Les prix peuvent dépasser 100 fois ce que gagne un ouvrir tisseur par jour.

         Nulle autre cité ne permet de saisir comme Bénarès l'omniprésence du rituel dans la vie de chaque hindou. Grâce à une série d'actes tels que les pèlerinages, l'homme peut espérer de meilleures réincarnations.

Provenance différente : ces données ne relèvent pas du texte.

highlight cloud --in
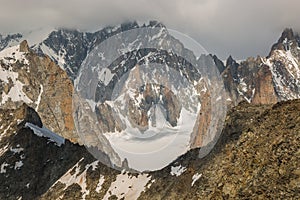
[0,0,300,59]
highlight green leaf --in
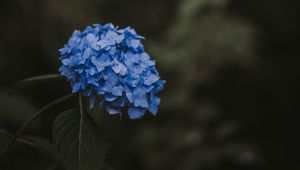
[101,163,114,170]
[17,74,63,85]
[17,136,61,162]
[0,129,13,156]
[8,74,63,96]
[53,109,105,170]
[10,93,74,145]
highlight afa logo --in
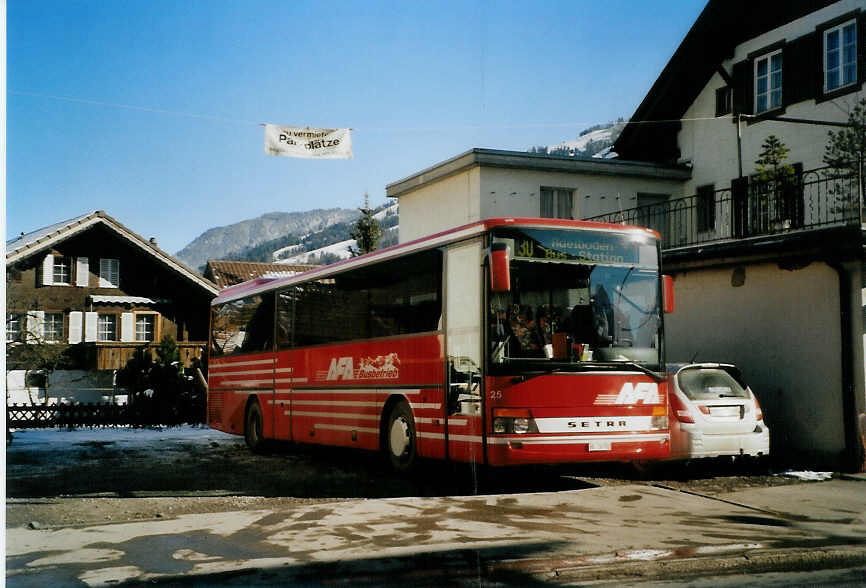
[325,357,355,380]
[594,382,662,404]
[320,353,400,381]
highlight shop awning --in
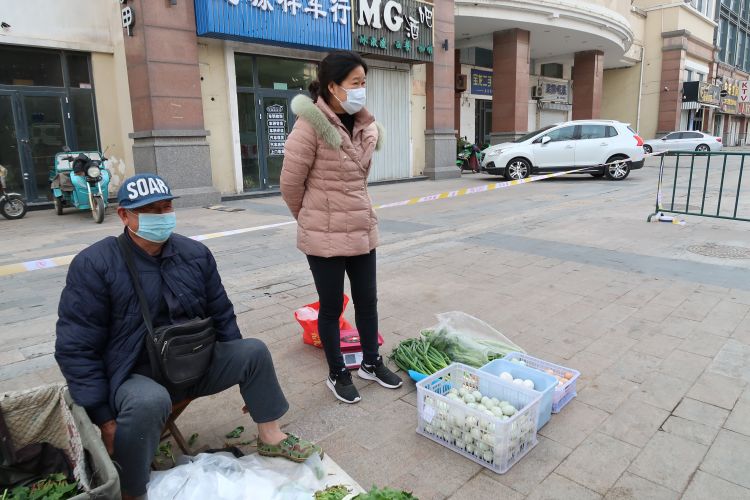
[538,101,573,111]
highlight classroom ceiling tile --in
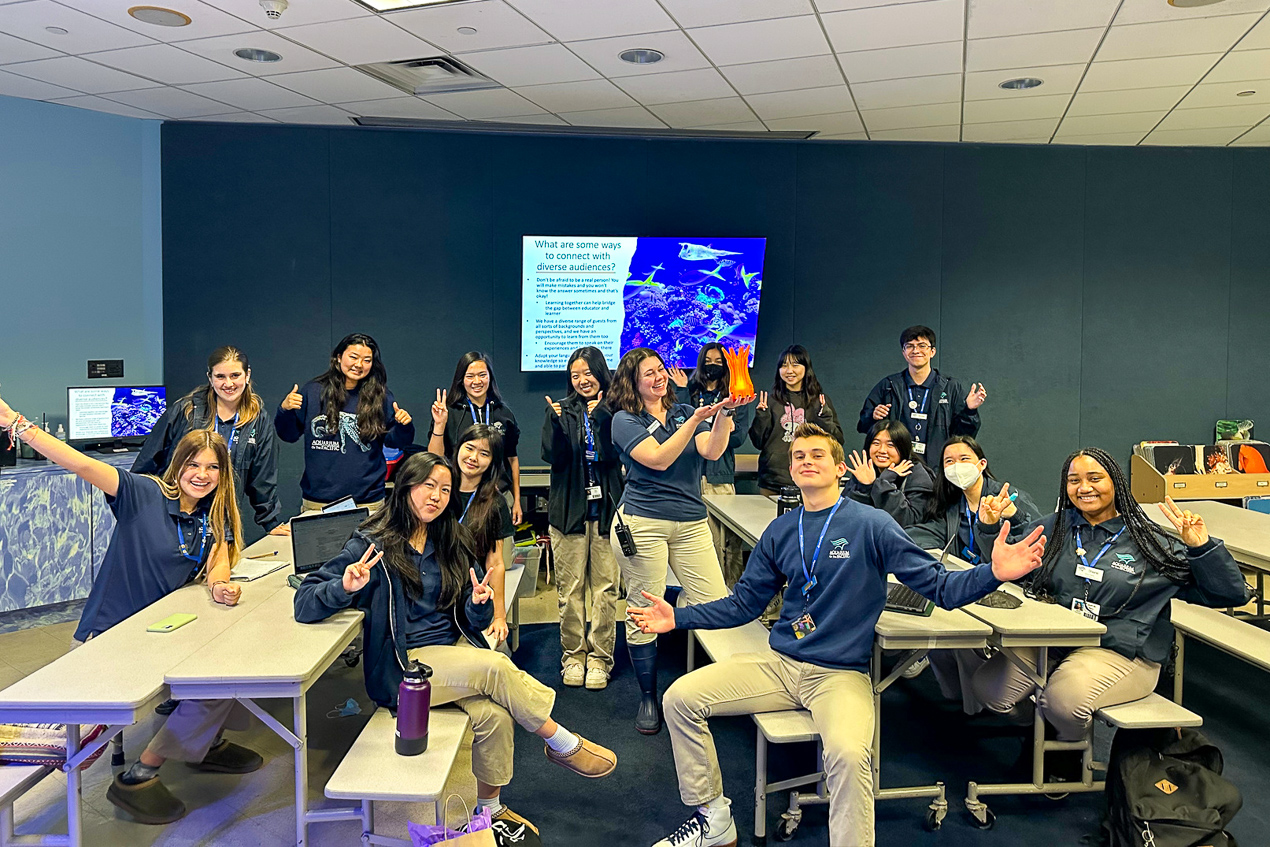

Le "dharma", loi morale et religieuse, lui enjoint d'observer son devoir de caste et d'honorer les dieux. La somme des actions bonnes ou mauvaises d'une vie détermine les conditions de la renaissance. Pour atteindre la délivrance, l'observation scrupuleuse des rituels quotidiens, selon les préceptes de sa caste, est un passage obligé. Malgré l'omniprésence du rituel hindou, Bénarès et le Gange attirent d'autres pèlerins. C'est ici, au bord du fleuve et avec pour seuls compagnons les animaux, que le prince Siddhârta est devenu un Bouddha, un « éveillé ». Ayant rencontré au bord du Gange 5 ascètes, Siddhârta leur tint compagnie pendant six années dans leur vie de privation. Réalisant que la faiblesse physique devenait un handicap sur le chemin de l'éveil, celui-ci quitta les 5 ascètes. Il s'installa seul sous un arbre. Après avoir compris que l'existence n'était qu'une illusion et que le cycle infernal des renaissances devait être brisé, Siddhârta se plongea dans une profonde méditation qui le conduit à l'éveil. Siddhârta était devenu un Bouddha. Après son illumination, au 6e siècle avant notre ère, le Bouddha se rendit à Bénarès, puis à quelques kilomètres de là, dans ce parc, à Sarnath, pour délivrer son premier sermon. Sarnath est devenu un des hauts lieux du bouddhisme et a conservé un ensemble de bâtiments en ruines, vénérés comme des reliques. Certaines d'entre eux seraient contemporaines du Bouddha. À Sarnath, le Bouddha édicta ses 4 nobles vérités : Tout étant douleur et la cause de la douleur résidant dans le désir, l'extinction du désir peut supprimer la douleur. Une fois le désir banni, notamment par la méditation, la souffrance disparaît et la délivrance du cycle infernal des réincarnations est accomplie.

         Hindouisme, bouddhisme, deux religions nées dans le même creuset, mais les moyens d'accéder au salut pour les baigneurs des ghats de Bénarès et les pèlerins du parc de Sarnath sont bien différents.